Zhonghua Min Guo Xiao Er Ke Yi Xue Hui Za Zhi. 1994 Jan-Feb;35(1):36-44.
From July 1987 to October 1991, we experienced 10 full-term newborn infants with severe adult respiratory distress syndrome (ARDS). The triggering events were intrauterine/perinatal asphyxia in 6 and sepsis in 4. All had severe respiratory distress/failure and were mechanically ventilated with high concentration of inspired oxygen and positive end-expiratory pressure. Radiography of the chest all showed bilateral dense consolidation (white out lungs) and reduced lung volume. Persistent pulmonary hypertension (PPHN) was documented in 9 cases (90%). The concomittent occurrence of ARDS and PPHN rendered respiratory management extremely difficult. High-rate ventilation and tolazoline infusion were used in all these 9 PPHN cases. Acute complication of respiratory therapy (pneumothorax) was encountered in 5 patients. Only 3 cases survived, all belonging to the asphyxia group. Of these 3 survivors, 1 developed bronchopulmonary dysplasia, 1 had cerebral palsy on follow up and the other one was lost on follow up. The outcome of neonatal ARDS was generally poor.

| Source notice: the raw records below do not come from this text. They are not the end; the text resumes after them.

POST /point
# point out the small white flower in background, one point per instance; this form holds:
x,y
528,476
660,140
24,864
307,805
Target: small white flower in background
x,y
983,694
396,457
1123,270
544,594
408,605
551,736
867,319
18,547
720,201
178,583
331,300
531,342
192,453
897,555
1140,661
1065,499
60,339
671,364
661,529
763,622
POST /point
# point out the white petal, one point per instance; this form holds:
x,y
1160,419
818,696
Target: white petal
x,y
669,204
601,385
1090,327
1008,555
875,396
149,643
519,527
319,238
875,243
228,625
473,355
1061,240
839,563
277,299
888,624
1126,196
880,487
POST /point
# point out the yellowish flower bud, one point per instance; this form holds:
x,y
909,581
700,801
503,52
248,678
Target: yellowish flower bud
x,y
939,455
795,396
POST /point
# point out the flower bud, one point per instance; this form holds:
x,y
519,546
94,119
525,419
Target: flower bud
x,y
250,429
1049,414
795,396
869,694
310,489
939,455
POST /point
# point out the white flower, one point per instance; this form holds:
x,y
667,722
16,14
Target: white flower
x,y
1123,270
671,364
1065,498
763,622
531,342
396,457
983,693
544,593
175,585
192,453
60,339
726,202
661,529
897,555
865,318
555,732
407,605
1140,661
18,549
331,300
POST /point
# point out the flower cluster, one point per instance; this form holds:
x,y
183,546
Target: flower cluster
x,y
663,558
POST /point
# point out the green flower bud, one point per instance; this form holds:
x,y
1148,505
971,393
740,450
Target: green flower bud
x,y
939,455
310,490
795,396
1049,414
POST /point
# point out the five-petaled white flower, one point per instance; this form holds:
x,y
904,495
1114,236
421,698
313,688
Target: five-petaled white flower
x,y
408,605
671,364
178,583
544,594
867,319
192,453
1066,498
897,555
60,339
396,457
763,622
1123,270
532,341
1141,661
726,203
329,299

1987年7月至1991年10月期间,我们收治了10例患有严重成人呼吸窘迫综合征(ARDS)的足月儿。引发因素为6例宫内/围产期窒息和4例败血症。所有患儿均有严重的呼吸窘迫/衰竭,均接受了高浓度吸氧和呼气末正压通气的机械通气治疗。胸部X线检查均显示双侧致密实变(肺野呈白色)和肺容积减小。9例(90%)记录有持续性肺动脉高压(PPHN)。ARDS和PPHN同时出现使呼吸管理极为困难。所有这9例PPHN患儿均采用了高频通气和静脉滴注妥拉唑啉治疗。5例患者出现了呼吸治疗的急性并发症(气胸)。仅3例存活,均属于窒息组。在这3例幸存者中,1例发展为支气管肺发育不良,1例随访时患有脑瘫,另1例失访。新生儿ARDS的总体预后较差。